- Milhares de manifestantes reuniram-se em Tbilisi, junto ao parlamento e nas principais avenidas, no Dia da Independência para apoiar a adesão da Geórgia à União Europeia.
- Os opositores acusam o partido no poder, o Sonho Georgiano, de bloquear as negociações de adesão à UE, limitar liberdades cívicas e aproximar o país da Rússia.
- As marchas começaram em novembro de 2024, após eleições legislativas contestadas, consideradas pela oposição como uma traição às aspirações pró-europeias.
- O líder da oposição, Grigol Vashadze, afirma que a Geórgia enfrenta uma escolha entre maior integração europeia ou maior influência da Rússia, citando leis sobre organizações e meios de comunicação financiados do estrangeiro.

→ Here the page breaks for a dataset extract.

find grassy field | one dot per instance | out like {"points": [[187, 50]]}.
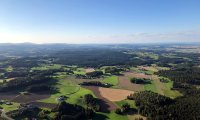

- Organizações da sociedade civil e especialistas indicam que os protestos continuam, apesar de detenções, multas e pressão regulatória sobre meios independentes, com preocupação sobre o reforço da fiscalização.
Geórgia viveu hoje, no Dia da Independência, uma nova jornada de protestos em Tbilisi. Milhares concentraram-se junto ao parlamento e ao longo das principais avenidas para contestar o governo liderado pelo partido Sonho Georgiano. A mobilização, pró-UE, apela à continuação das negociações para a adesão à União Europeia e acusa o executivo de restringir liberdades civis e de aproximar o país da Rússia.
Os manifestantes empunharam bandeiras da Geórgia e da UE, exibindo cartazes com mensagens de apoio à integração europeia. Não houve anúncios oficiais de custos de segurança, mas a organização dos protestos manteve o ritmo de ações que já se repetem desde novembro de 2024, período em que os protestos ganharam expressão pública de forma contínua.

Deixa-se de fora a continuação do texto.